Read three takeaways from the Blackhawks prospects' 4-3 overtime win over the St. Louis Blues in Traverse City

by Chris Wescott / chicagoblackhawks.com

Dylan Sikura's unassisted score at 3:10 of overtime gave the Blackhawks prospects a 4-3 victory over the St. Louis Blues.

Chicago started off hot in the first period. Philipp Kurashev and MacKenzie Entwistle each managed to slip behind the Blues defense but both were stopped in close by goaltender Evan Fitzpatrick.

Kurashev continued his strong start to the period when he flipped the puck on net and it eventually redirected in off captain Graham Knott for the opening score at 7:47 of the period.

With less than eight minutes remaining in the frame, the Blackhawks struck again to make it 2-0. Jason Willms had an open look as he skated from behind the net but couldn't stuff it in at the post. The puck then sat loose under the goalie. While Fitzpatrick was trying to find and cover it, Nathan Noel - as well as a few others - hacked away at the puck before it finally slid past the line.
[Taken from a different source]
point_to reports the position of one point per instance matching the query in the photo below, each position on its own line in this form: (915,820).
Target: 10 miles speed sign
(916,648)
Chicago spent a large chunk of the first on the man advantage, but they could not connect on three power-play opportunities. However, after the first 20 minutes, the Blackhawks rookies held a commanding 15-4 lead in shots.
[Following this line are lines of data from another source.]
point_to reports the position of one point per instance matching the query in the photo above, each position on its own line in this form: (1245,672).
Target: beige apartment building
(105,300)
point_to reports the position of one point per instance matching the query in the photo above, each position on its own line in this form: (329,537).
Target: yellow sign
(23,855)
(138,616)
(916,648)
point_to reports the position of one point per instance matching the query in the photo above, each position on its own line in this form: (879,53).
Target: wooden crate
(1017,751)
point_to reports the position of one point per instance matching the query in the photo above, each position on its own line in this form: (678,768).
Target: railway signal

Willms got redemption early in the second when he buried one in front to put the Blackhawks up 3-0. 

A few minutes later, the Blues got on the board with a power-play goal from Bobby MacIntyre. The rest of the frame saw no goals with the Blackhawks leading in shots 29-11 through 40 minutes.

In the third, the Blues battled back with a power-play tally from Robert Thomas at 4:40 and an unassisted score from Jordan Kyrou at 11:58.

With less than two minutes remaining, Alexandre Fortin used his speed to crash the net and draw a penalty when Jake Walman roughed him after the collision. Despite the man advantage, Chicago could not convert.

Tweet from @goicehogs: .@Dsikky11, Casual celly pic.twitter.com/3eEsvUljHy

The Blackhawks possessed the puck for a good amount of the OT frame, with Sikura's winner coming just over three minutes in. Chicago will face Minnesota in the third-place game at 5:30 p.m. CT on Tuesday night.

Here are three takeaways from the game.

1. KURASHEV'S BEST GAME

Kurashev has flashed moments during this tournament so far, jumping off the ice in terms of speed and tenacity and even scoring opportunities. Monday night was the 2018 fourth-round pick's best game yet.

Kurashev generated several chances, including a breakaway 10 seconds into the game.

"You can see he's got a lot of natural ability," said Coach Jeremy Colliton. "He wants to make plays. I thought he was involved tonight. I kind of moved him around and played him with different players because we lost (MacKenzie) Entwistle there, but I thought he had a good performance."

"It was, for sure. For me personally, it was the best game so far," he said. "I had a lot of chances, couldn't score but it's good that we kept pushing and got the win. That's what matters."

2. FORTIN STAYS STRONG

For the third straight game, Fortin makes the Three Things list. His speed and compete has been very evident in all three games and tonight he used that to give his team a good chance to win in regulation.

Fortin backchecked and stole the puck off a Blues player. He then turned it up ice in a show of speed, crashing the net and taking down the goalie as he got tangled up in front. The collision caused a Blues player to take a roughing penalty after, which gave the Blackhawks a power play late.

"He's been excellent all three games," said Colliton. "Tonight he was excellent again."

Fortin said after the game he's felt better each night. He feels healthy, feels good and he's "here to show it."

3. SIKURA'S REDEMPTION

It wasn't the same dominant performance for the team's top line in this one that it has been so far in the tournament. However, your best players step up in big moments. For Sikura, that moment came in overtime when he sniped the winner. He overcame a slow start to make a difference.

"I think he had trouble getting going today," said Colliton. "There wasn't a lot of space for him, he had trouble getting going, he wasn't able to get the puck with time and space as often as he maybe has in the other games. But in overtime he got some speed and had a chance to get a shot off and he buried it. That's what your skilled players do for you."